This second volume of the English translation of Arleston and Floch’s Ythaq reveals a couple more layers to the conspiratorial plot, but offers no resolution. The art remains excellent, and the characters affecting, although the story is increasingly an affair of some god(s) in the machine (planet). It doesn’t seem that the further story beyond this segment is currently available in English, but hopefully it will be in the future. As with other titles of the Marvel Soleil imprint, I find the reduction of the art from the larger European BD size to the smaller US comic book page format to be a loss, but the book is otherwise materially excellent.
The Forsaken World collects the first three bandes dessinées of Christophe Arleston’s Ythaq in English translation. The story is quite an entertaining adventure, told in a style that reminds me of Jeff Smith’s Bone. Whereas the epic fantasy of Smith is written for all ages, Ythaq is decidedly adult, with its three castaways organized into an unrequited triangular affection.
The space opera frame story lands the protagonists in a Flash Gordon-style world with many non-human sentient races, but the overall tone is a little closer to the wonderful sword-and-planet work of Leigh Brackett. As in Bone, the setting has its own mysteries, and the working out of the plot involves coming to understand the history of the fantasy world. This first volume brings the story through many major plot developments, but provides very little in the way of resolution.
Adrien Floch’s art is really comics-stylized and somewhat lighthearted, but his characters and settings are all quite expressive, and they communicate the action very effectively.
This collection brings the story begun in Scourge of the Gods to a satisfying conclusion. On reflection, the whole thing is pretty cinematic, and could make a rather epic screen feature. The art is still as beautiful as that of the previous volume, but I must admit that the bleaching that accompanies Flavia/Kerka’s further apotheosis made her a degree less sexy to me.
Scourge of the Gods – The Fall is a fun read, but it would not be worth the bother in the absence of the previous volume, which establishes the setting and the relationships among the central characters.
Set in a galactic neo-antiquity of Romans and Huns, the plot of this space opera is thick with intrigue.
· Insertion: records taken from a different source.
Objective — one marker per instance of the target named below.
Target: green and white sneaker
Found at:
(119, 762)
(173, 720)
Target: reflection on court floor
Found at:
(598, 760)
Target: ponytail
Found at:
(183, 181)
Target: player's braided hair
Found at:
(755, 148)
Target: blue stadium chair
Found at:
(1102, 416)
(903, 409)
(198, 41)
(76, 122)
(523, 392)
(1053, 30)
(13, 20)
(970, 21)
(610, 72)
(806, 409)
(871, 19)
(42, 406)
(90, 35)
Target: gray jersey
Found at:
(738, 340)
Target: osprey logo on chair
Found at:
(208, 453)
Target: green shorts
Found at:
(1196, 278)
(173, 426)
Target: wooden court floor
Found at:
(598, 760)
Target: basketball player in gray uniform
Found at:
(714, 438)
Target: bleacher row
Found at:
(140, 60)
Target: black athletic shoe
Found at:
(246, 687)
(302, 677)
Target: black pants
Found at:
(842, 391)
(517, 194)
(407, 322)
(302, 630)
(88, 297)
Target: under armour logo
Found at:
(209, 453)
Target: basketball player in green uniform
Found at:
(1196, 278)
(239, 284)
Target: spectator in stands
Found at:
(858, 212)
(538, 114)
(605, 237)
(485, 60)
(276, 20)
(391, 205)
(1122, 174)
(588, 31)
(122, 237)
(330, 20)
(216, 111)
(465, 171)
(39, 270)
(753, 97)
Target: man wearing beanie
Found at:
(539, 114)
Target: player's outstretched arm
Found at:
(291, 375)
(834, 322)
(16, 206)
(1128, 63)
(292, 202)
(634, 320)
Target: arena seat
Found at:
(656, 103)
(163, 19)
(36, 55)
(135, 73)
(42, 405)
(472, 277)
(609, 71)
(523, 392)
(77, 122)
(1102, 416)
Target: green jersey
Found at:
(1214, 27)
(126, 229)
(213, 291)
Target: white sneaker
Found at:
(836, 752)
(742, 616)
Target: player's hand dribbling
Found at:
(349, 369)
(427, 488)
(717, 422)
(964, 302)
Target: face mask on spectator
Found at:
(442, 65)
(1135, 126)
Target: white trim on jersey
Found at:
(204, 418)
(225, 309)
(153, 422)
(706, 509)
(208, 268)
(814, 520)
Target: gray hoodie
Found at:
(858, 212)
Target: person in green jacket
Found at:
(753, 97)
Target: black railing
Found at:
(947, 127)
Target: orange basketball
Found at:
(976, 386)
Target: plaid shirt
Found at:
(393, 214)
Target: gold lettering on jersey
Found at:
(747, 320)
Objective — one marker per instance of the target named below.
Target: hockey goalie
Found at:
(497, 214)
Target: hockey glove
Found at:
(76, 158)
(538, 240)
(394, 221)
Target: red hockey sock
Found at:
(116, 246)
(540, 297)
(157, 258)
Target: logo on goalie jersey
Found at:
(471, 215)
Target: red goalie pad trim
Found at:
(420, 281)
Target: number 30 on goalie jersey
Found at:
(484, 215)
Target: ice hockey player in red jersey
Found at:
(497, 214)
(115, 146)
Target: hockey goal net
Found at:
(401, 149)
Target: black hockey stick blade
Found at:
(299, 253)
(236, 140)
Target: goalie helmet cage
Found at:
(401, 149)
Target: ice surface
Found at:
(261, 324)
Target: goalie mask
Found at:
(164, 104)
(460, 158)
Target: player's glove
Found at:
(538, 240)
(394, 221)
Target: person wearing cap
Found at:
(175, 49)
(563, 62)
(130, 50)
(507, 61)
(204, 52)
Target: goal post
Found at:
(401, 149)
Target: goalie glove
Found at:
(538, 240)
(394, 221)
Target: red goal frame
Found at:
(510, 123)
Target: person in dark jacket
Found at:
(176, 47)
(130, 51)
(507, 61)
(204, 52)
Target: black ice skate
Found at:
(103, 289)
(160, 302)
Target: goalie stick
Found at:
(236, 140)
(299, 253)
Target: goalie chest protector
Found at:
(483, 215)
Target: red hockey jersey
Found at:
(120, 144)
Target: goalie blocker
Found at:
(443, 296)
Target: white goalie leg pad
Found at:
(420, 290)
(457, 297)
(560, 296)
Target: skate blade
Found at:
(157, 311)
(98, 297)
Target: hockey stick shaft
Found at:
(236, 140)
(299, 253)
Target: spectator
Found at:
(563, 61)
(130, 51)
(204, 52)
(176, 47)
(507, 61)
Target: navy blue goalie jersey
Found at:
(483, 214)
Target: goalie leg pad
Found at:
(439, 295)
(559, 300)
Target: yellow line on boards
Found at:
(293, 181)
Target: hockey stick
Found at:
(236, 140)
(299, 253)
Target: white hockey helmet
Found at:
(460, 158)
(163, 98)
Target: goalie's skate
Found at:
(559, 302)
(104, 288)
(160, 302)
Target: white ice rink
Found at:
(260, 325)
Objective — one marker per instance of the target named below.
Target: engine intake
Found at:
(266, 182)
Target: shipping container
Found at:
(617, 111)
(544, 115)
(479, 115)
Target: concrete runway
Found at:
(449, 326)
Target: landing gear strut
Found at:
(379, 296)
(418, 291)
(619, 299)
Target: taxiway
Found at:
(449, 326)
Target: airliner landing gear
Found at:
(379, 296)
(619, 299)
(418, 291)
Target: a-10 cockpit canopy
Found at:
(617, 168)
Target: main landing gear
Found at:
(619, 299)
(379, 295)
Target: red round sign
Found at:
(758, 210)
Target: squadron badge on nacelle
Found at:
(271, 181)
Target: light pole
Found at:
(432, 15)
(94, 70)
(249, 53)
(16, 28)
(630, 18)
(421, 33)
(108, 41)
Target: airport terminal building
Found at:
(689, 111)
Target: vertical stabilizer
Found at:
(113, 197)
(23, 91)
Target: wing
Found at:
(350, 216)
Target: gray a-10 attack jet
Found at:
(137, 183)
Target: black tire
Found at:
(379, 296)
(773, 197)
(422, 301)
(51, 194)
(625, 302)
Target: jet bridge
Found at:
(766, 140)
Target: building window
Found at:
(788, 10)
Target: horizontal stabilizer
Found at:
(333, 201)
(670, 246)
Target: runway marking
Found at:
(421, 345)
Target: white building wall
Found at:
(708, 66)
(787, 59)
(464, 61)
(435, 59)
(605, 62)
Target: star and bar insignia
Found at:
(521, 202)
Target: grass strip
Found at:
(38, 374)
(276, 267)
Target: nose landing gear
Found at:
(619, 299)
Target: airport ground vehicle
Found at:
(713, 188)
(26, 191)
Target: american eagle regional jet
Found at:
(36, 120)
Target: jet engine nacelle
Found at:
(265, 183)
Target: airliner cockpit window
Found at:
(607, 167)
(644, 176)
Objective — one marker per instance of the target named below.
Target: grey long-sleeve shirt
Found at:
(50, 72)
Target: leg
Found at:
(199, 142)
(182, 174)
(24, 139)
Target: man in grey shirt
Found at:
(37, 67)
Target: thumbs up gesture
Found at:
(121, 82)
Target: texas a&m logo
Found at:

The painted artwork by Serbian artist Aleksa Gajic is gorgeous in its depictions of planetary vistas, and engaging in its character-level events. There is no third-person verbal narration, which suits my tastes, even if it makes the action a little harder to follow at points.
My copy of the book is a glossy, full-color hardcover, reproducing the first three issues of the original French comic in English translation from the Marvel Comics Soleil imprint. I only wish the page size were a little larger to be able to better appreciate the details of the art. The story reaches a point of crucial revelation at the end of this volume, but it certainly calls out for its sequel in order to reach a full resolution.